Compute benchmark scale membership probabilities

An elaborate approach to interpret a kappa value is based on the notion of cumulative interval membership probability (CIMP). The interval probability represents the Normality-based probability that the “true” agreement coefficient kappa belongs to the interval in question. The general rule consists of retaining the highest interval whose CIMP equals or exceeds the threshold of 0.95. For more details see Inter-rater reliability among multiple raters when subjects are rated by different pairs of subjects blog post.

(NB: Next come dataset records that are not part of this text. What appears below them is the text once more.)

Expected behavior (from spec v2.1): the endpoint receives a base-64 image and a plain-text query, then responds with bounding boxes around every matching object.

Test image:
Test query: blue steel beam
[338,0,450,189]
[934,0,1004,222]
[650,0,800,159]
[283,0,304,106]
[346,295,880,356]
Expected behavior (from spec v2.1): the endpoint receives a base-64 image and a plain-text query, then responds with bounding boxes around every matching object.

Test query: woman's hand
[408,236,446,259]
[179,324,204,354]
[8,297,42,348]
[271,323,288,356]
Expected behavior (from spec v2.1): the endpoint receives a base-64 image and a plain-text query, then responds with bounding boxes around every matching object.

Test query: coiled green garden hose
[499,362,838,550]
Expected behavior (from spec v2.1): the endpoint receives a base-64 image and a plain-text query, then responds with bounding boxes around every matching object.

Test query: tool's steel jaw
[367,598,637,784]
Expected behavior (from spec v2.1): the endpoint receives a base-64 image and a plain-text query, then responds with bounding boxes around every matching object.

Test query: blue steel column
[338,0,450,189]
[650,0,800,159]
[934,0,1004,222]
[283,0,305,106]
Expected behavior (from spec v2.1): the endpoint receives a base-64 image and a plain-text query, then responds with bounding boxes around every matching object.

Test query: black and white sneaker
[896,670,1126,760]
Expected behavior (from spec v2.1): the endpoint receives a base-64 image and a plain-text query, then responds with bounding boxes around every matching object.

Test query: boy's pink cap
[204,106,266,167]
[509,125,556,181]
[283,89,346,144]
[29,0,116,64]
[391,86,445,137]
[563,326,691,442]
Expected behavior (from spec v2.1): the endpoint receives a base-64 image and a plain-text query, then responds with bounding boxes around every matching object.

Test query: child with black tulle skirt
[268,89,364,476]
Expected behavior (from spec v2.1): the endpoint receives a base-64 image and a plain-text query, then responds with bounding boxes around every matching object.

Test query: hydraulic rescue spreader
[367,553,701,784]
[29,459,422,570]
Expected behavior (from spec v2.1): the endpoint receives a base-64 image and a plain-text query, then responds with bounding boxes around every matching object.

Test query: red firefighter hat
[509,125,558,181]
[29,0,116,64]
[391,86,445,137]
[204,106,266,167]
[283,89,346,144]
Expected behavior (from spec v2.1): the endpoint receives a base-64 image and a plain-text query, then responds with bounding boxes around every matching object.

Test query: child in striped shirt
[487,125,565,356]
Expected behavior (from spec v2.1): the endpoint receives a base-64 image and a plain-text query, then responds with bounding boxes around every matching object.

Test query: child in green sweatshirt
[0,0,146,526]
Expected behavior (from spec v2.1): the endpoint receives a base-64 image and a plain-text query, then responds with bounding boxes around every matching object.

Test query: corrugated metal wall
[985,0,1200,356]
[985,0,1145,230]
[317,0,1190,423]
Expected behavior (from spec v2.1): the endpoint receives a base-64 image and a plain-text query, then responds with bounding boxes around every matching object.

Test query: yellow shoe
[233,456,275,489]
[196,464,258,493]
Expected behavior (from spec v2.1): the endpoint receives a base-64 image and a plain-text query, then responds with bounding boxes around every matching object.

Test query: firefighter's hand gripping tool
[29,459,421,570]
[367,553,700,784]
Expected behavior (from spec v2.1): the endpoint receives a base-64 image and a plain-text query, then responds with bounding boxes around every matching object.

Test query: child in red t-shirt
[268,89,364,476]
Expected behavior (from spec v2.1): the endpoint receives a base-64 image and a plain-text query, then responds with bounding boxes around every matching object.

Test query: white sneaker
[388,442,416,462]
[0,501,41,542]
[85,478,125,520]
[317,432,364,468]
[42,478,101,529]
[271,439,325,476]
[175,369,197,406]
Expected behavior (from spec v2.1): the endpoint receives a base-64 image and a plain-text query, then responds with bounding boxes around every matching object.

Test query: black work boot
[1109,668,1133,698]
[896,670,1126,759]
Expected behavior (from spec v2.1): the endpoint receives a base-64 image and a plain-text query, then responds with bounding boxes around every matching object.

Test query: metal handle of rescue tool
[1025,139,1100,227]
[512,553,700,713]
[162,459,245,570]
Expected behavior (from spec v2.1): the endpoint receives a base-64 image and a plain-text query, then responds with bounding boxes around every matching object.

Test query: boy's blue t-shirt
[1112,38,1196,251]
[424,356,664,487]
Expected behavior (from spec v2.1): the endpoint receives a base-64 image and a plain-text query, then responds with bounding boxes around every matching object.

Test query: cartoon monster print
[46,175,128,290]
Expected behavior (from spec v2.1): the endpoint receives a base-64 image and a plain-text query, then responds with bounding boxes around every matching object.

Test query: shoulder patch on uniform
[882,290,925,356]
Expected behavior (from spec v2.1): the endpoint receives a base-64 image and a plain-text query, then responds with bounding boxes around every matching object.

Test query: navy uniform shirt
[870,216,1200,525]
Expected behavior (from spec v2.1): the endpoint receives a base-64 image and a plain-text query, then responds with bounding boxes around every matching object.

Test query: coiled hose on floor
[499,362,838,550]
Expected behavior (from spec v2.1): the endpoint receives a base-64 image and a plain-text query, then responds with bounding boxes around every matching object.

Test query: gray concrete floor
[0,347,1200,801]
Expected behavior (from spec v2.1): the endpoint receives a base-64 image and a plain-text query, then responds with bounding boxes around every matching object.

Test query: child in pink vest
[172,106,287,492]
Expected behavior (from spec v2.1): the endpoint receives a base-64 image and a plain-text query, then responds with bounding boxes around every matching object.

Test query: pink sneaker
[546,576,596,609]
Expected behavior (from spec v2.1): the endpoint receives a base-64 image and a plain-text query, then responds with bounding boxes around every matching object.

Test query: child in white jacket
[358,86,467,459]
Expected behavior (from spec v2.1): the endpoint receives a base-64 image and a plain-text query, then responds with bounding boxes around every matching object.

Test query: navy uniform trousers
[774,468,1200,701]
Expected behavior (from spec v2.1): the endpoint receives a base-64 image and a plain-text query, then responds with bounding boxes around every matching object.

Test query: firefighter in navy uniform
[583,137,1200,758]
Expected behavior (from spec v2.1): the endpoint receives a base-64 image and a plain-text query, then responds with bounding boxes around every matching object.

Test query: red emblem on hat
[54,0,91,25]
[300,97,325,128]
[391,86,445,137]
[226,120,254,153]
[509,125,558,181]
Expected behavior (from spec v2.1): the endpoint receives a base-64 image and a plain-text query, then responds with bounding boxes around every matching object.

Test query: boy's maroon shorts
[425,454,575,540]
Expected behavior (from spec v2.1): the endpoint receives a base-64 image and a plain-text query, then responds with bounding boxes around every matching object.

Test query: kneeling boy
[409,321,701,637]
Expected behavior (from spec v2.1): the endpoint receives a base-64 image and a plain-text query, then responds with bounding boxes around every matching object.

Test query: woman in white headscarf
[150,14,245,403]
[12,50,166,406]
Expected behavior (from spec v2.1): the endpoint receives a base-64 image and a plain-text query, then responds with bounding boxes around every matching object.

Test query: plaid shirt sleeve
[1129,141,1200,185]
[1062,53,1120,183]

We can use one of the available scales or define a custom one. The available ones are:

  • Altman

  • Cicchetti-Sparrow

  • Fleiss

  • Landis-Koch

  • Regier

Initialize Benchmark

First, we have to initialize a Benchmark object.

[1]:
import pandas as pd
from irrCAC.benchmark import Benchmark

benchmark = Benchmark(coeff=0.67, se=0.15)
benchmark
[1]:
<Benchmark scales Coefficient value: 0.67, Standard Error: 0.15>

Altman

To interpret coefficient using the Altman scale, use the altman() method.

[2]:
altman = benchmark.altman()
altman_interp = pd.DataFrame(altman)
altman_interp
[2]:
scale Altman CumProb
0 (0.8, 1.0) Very Good 0.18168
1 (0.6, 0.8) Good 0.67511
2 (0.4, 0.6) Moderate 0.96356
3 (0.2, 0.4) Fair 0.99912
4 (-1.0, 0.2) Poor 1.00000

Ciccheti-Sparrow

To interpret coefficient using the Ciccheti-Sparrow scale, use the ciccheti_sparrow() method.

[3]:
cs = benchmark.cicchetti_sparrow()
cs_interp = pd.DataFrame(cs)
cs_interp
[3]:
scale Cicchetti CumProb
0 (0.75, 1.0) Excellent 0.28699
1 (0.6, 0.75) Good 0.67511
2 (0.4, 0.6) Fair 0.96356
3 (0.0, 0.4) Poor 1.00000

Fleiss

To interpret coefficient using the Fleiss scale, use the fleiss() method.

[4]:
fleiss = benchmark.fleiss()
fleiss_intep = pd.DataFrame(fleiss)
fleiss_intep
[4]:
scale Fleiss CumProb
0 (0.75, 1.0) Excellent 0.28699
1 (0.4, 0.75) Intermediate to Good 0.96356
2 (-1.0, 0.4) Poor 1.00000

Landis-Koch

To interpret coefficient using the Landis-Koch scale, use the landis_koch() method.

[5]:
lk = benchmark.landis_koch()
lk_interp = pd.DataFrame(lk)
lk_interp
[5]:
scale Landis-Koch CumProb
0 (0.8, 1.0) Almost Perfect 0.18168
1 (0.6, 0.8) Substantial 0.67511
2 (0.4, 0.6) Moderate 0.96356
3 (0.2, 0.4) Fair 0.99912
4 (0.0, 0.2) Slight 1.00000
5 (-1.0, 0.0) Poor 1.00000

Regier et al.

To interpret coefficient using the Landis-Koch scale, use the regier() method.

[6]:
regier = benchmark.regier()
regier_interp = pd.DataFrame(regier)
regier_interp
[6]:
scale Regier CumProb
0 (0.8, 1.0) Excellent 0.18168
1 (0.6, 0.8) Very Good 0.67511
2 (0.4, 0.6) Good 0.96356
3 (0.2, 0.4) Questionable 0.99912
4 (0.0, 0.2) Unacceptable 1.00000

Custom Scale

If you must use a custom scale, then you have to provide a dictionary as the one bellow. The lb key is for the lower bounds of the scale, the ub for the upper bounds, the interp key are the interpretations of each scale, and scale_name the name of your scale.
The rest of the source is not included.